Though the agency has grown considerably in size and budget in the past four years -- the operations branch has reportedly grown in size by nearly 30 percent -- dozens of officers with more than a decade of field experience each, those who would have been tapped as new staff chiefs or division heads, chose to leave.
Pre-retirement classes, which serve as a transition out of the agency for active-duty officers, are bulging with agency employees.
While the stature and role of the CIA were greatly diminished under Goss during the congressionally ordered reorganization of the intelligence agencies, his counterpart at the Pentagon, Defense Secretary Donald H. Rumsfeld, continued his aggressive efforts to develop a clandestine intelligence operation within his department. The Pentagon's human intelligence unit and its other clandestine military units are expanding in number and authority.

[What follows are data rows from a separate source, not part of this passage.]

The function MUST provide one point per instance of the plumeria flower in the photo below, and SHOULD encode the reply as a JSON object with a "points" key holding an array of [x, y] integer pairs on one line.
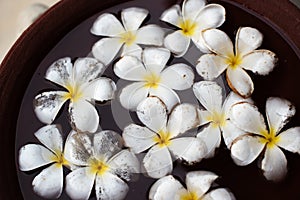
{"points": [[243, 57], [49, 182], [164, 137], [127, 34], [84, 86], [102, 163], [260, 140], [151, 79], [216, 115], [194, 17], [198, 184]]}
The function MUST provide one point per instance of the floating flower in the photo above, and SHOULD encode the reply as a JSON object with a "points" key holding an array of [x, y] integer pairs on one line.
{"points": [[258, 139], [84, 85], [48, 183], [151, 78], [244, 57], [216, 115], [191, 21], [164, 137], [101, 162], [198, 184], [129, 35]]}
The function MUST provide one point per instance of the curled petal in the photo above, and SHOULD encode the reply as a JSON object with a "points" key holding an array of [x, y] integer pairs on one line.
{"points": [[247, 40], [150, 35], [274, 164], [107, 25], [32, 156], [246, 149], [106, 49], [49, 183], [177, 43], [138, 138], [152, 112], [260, 61], [158, 162], [279, 111], [182, 73], [240, 82], [83, 116], [132, 95], [211, 66], [133, 17], [48, 104], [60, 71]]}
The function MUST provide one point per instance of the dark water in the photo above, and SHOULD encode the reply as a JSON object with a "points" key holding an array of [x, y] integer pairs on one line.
{"points": [[245, 182]]}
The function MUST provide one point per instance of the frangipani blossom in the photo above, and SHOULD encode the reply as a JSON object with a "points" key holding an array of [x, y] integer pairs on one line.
{"points": [[84, 86], [48, 183], [198, 184], [151, 78], [194, 17], [101, 162], [260, 140], [216, 115], [163, 136], [236, 61], [128, 34]]}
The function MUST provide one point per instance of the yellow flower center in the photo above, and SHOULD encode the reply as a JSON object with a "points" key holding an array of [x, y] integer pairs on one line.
{"points": [[152, 80], [128, 38], [188, 27], [162, 139]]}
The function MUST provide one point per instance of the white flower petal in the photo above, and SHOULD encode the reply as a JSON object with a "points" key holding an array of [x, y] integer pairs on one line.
{"points": [[133, 17], [183, 118], [47, 105], [107, 25], [130, 68], [32, 156], [109, 186], [290, 140], [83, 116], [247, 40], [60, 72], [274, 164], [79, 183], [150, 35], [132, 95], [152, 112], [260, 61], [279, 111], [106, 49], [158, 162], [209, 94], [211, 136], [211, 66], [155, 59], [240, 82], [211, 16], [167, 95], [138, 138], [189, 149], [178, 76], [247, 117], [218, 42], [191, 8], [177, 43], [51, 137], [199, 181], [172, 15], [49, 183], [246, 149], [165, 188]]}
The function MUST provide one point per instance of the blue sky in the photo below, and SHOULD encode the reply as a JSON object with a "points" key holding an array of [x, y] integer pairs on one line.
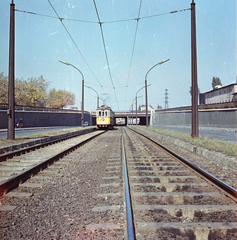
{"points": [[41, 41]]}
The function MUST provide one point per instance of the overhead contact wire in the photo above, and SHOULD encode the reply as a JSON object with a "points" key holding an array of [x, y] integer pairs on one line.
{"points": [[134, 42], [106, 55], [61, 20]]}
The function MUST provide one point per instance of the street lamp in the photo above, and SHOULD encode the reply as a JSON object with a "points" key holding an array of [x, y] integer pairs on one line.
{"points": [[97, 94], [11, 76], [146, 87], [136, 99], [195, 128], [82, 104]]}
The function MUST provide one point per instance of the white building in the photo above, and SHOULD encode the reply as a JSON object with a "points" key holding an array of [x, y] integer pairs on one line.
{"points": [[219, 94]]}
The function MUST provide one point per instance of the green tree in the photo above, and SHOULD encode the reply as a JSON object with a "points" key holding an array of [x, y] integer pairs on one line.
{"points": [[60, 98], [190, 91], [215, 82], [35, 91], [20, 92], [3, 89]]}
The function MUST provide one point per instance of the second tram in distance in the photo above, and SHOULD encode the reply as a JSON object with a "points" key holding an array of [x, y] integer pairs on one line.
{"points": [[104, 117]]}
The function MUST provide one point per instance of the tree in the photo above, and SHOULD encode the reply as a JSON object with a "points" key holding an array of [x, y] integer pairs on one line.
{"points": [[20, 92], [3, 89], [190, 91], [215, 82], [35, 91], [60, 98]]}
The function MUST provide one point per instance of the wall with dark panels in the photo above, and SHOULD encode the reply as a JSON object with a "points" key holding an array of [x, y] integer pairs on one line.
{"points": [[44, 119], [226, 118]]}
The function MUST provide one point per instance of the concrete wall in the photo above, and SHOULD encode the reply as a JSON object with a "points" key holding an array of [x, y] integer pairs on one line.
{"points": [[226, 118], [44, 119]]}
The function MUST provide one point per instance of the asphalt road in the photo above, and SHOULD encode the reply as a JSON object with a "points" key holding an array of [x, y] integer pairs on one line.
{"points": [[224, 134], [29, 131]]}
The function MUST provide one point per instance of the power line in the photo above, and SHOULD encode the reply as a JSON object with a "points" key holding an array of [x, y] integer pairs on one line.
{"points": [[114, 21], [133, 48], [61, 20], [106, 55]]}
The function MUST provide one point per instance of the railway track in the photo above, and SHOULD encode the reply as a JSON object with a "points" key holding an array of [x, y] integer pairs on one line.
{"points": [[85, 196], [19, 165], [170, 199]]}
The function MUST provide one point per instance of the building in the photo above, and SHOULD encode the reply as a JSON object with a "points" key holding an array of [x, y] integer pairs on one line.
{"points": [[142, 108], [219, 94]]}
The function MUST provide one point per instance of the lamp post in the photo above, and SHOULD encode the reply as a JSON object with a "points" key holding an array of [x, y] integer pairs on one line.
{"points": [[146, 87], [96, 93], [194, 89], [136, 99], [82, 103], [11, 84]]}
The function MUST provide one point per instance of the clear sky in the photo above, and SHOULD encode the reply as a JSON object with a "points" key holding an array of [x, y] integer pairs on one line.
{"points": [[41, 41]]}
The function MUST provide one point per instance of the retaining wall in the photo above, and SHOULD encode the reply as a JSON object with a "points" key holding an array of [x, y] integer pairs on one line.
{"points": [[44, 119]]}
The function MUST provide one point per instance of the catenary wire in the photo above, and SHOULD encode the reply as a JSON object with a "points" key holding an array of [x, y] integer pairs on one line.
{"points": [[106, 55], [114, 21], [74, 43], [135, 37]]}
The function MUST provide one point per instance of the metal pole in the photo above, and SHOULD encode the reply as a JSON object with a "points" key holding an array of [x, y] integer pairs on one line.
{"points": [[11, 77], [194, 88], [146, 87], [132, 113], [136, 109], [82, 102], [146, 103]]}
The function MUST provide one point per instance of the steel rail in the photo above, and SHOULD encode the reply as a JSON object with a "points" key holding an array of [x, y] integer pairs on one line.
{"points": [[222, 185], [18, 179], [130, 226], [5, 156]]}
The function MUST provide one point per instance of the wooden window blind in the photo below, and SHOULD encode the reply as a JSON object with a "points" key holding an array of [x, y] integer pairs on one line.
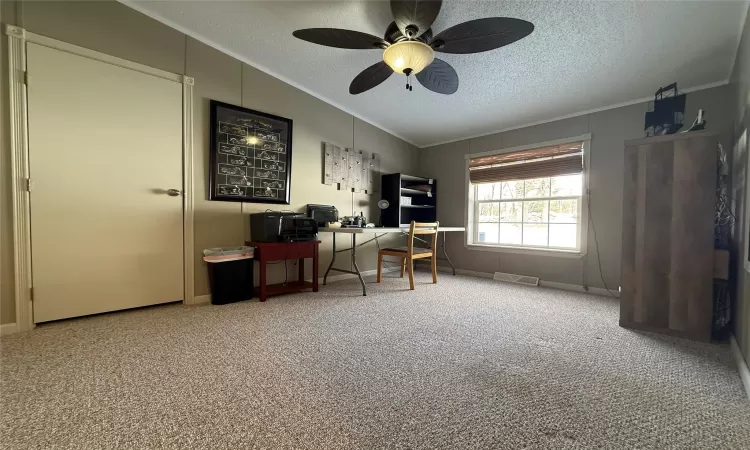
{"points": [[543, 162]]}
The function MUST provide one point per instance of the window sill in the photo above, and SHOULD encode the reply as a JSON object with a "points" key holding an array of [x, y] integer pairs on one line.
{"points": [[556, 253]]}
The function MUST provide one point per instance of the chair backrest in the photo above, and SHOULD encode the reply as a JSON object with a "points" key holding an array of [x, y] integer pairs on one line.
{"points": [[422, 228]]}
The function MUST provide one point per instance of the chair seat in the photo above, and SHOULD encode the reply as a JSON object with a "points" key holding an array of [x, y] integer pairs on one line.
{"points": [[417, 251]]}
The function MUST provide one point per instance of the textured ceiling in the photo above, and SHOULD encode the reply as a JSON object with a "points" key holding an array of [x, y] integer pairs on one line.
{"points": [[583, 55]]}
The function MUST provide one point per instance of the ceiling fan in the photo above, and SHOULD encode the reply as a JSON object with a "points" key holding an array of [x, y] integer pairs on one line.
{"points": [[409, 46]]}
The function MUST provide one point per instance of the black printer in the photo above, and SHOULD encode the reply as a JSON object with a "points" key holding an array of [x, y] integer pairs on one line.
{"points": [[282, 227]]}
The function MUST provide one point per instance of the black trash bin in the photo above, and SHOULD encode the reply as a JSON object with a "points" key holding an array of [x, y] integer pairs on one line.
{"points": [[230, 274]]}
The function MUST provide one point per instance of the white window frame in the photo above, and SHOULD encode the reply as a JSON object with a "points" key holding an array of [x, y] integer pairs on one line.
{"points": [[471, 213]]}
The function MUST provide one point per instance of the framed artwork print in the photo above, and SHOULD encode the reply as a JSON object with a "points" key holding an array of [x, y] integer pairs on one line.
{"points": [[250, 155]]}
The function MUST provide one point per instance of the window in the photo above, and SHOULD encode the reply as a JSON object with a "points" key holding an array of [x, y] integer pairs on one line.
{"points": [[528, 199]]}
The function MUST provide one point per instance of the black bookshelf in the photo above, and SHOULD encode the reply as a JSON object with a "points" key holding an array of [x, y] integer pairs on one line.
{"points": [[423, 206]]}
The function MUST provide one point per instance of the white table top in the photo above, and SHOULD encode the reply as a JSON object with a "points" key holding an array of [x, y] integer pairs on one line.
{"points": [[380, 230]]}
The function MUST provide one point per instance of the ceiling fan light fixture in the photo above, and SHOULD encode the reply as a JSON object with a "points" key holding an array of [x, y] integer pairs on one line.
{"points": [[406, 55]]}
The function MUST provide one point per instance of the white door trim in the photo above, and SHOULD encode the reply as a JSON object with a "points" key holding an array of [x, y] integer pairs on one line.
{"points": [[17, 39]]}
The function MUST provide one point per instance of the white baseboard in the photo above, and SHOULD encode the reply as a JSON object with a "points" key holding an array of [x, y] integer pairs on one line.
{"points": [[426, 265], [577, 288], [549, 284], [200, 299], [8, 328], [741, 364]]}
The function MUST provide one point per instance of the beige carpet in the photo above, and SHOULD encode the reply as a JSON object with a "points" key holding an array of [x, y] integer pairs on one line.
{"points": [[467, 363]]}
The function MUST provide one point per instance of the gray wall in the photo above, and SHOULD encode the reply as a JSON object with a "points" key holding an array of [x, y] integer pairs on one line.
{"points": [[739, 105], [115, 29], [609, 129]]}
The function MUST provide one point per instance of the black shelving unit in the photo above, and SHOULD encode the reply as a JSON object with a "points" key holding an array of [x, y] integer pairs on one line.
{"points": [[424, 205]]}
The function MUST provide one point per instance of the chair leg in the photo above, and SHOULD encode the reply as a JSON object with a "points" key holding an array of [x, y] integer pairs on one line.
{"points": [[380, 267], [410, 267], [434, 268]]}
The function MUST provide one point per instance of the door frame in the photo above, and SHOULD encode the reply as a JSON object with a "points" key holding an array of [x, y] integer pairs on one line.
{"points": [[20, 171]]}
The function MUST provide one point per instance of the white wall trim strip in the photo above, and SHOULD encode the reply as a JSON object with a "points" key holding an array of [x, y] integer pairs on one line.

Rumsfeld recently won the ability to sidestep U.S. ambassadors in certain circumstances when the Pentagon wants to send in clandestine teams to collect intelligence or undertake operations.
"Rumsfeld keeps pressing for autonomy for defense human intelligence and for SOF [Special Forces] operations," said retired Army Col. W. Patrick Lang, former head of Middle East affairs at the Defense Intelligence Agency. "CIA has lost the ability to control the [human intelligence] process in the community."
Now, "the real battle lies between" Negroponte and Rumsfeld, said retired Army Lt. Gen. Donald Kerrick, a former deputy national security adviser and once a senior official at the Defense Intelligence Agency. "Rumsfeld rules the roost now."
Staff writer Thomas E. Ricks and researcher Julie Tate contributed to this report.